Meredith voleva che tornasse da dov’era venuta, voleva ingenuamente liberarla dalla sorte in cui era stata imprigionata, in modo che entrambi avessero un peso in meno sul cuore.
Baciò il ciondolo, il colore della pietra le ricordò gli occhi di Jack e le si inumidirono gli occhi. Si fece coraggio e, ruotando il braccio, lanciò la catena verso l’orizzonte. La vide cascare nell’acqua, portando con sé la scia dei loro ricordi e delle loro emozioni.
Una lacrima le scivolò lungo la guancia, sentendo un senso di pace avvolgerle il cuore.
Sei libero, Jack.
E con te, adesso, lo sono anch’io.
Fa’ qualcosa per me, però: aspettami, come ho fatto io.

 

 

 

E se senti la fiamma dell’amore stanotte
E tu sei troppo debole per portare questo fuoco,
Scompari.
Sarò qui nelle notti a venire, ti aspetterò.


 

The End.
 

NdA finali:
Questa storia mi ha condotta al terzo posto di un contest valutato da  _Calypso_ e devo ammettere d’essere rimasta piacevolmente colpita dal risultato.

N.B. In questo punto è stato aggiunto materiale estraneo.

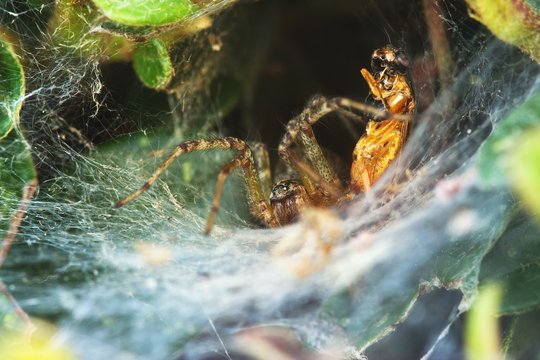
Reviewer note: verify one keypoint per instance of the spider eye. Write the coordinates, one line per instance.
(377, 64)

Ho scritto questa storia in due giorni, un po’ per la foga dell’idea, un po’ perché il termine del contest era vicino. Tutto sommato, ciò che ne è uscito fuori, mi è piaciuto molto e mi auguro che possa essere piaciuto anche a chi abbia posato uno sguardo!
La vena drammatica è presente, anche perché il contest era a base drammatica, ma ho cercato d’inserire anche altri fattori.
So che questo non è affatto il momento adatto, in quanto siamo a Natale e a nessuno piacerebbe deprimersi, o almeno a me non piacerebbe, per cui mi scuso per il tempismo fuori luogo, ma ciò nonostante auguro un felice Natale e, in tal caso, un buon inizio anno a chiunque voglia essere così temerario da leggere.